Tasavvufun kurumlaşma devrini de yine tek bir isim temsil eder: İbnü’l-Arabî (v. 1240).

İbnü’l-Arabî’nin kitapları, Litera Yayıncılık başta olmak üzere İz, İnsan, Türkiye Yazma Eserler Kurumu, Hayy Kitap, Gelenek ve daha birçok yayınevi tarafından okurlara sunulmuştur.

Hazretin en önemli kitabı kuşkusuz Fütûhat-ı Mekkiye’dir. Ekrem Demirli tarafından Türkçe’ye aktarılan ve Litera tarafından 18 cilt halinde basılan bu kitap, bir salikin İslam metafiziğine dair her türlü bilgi ihtiyacını tüm tafsilatıyla karşılar.
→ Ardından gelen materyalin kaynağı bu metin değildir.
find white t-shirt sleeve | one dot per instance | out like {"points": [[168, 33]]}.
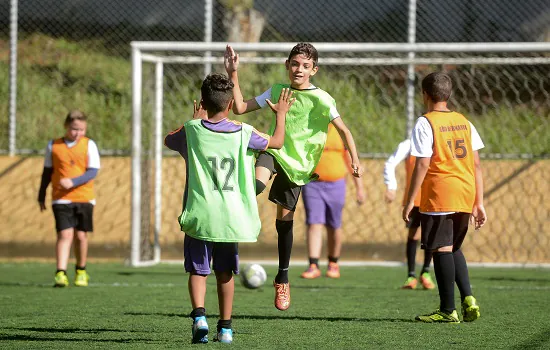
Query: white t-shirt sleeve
{"points": [[422, 140], [93, 155], [333, 113], [477, 143], [400, 154], [48, 162], [260, 100]]}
Öyle ki, İbnü’l-Arabî’nin kolay anlaşılmadığı halde (nasıl oluyorsa) en çok okunan kitabı Fusûsu’l-Hikem, adeta Fütûhat’ın özetinin özeti hükmünde ve dolayısıyla ancak onun okunmasından sonra okunabilecek bir kitaptır.

Yazımıza “Nakşibendilik üzerine neler okumalı” diye sorarak başladık, ancak kökleri bildirmeden dallardan haber vermek mümkün olmadığı için sözümüz uzadı.

Mümkün bir listeyi izleyen yazımızda sunalım inşallah.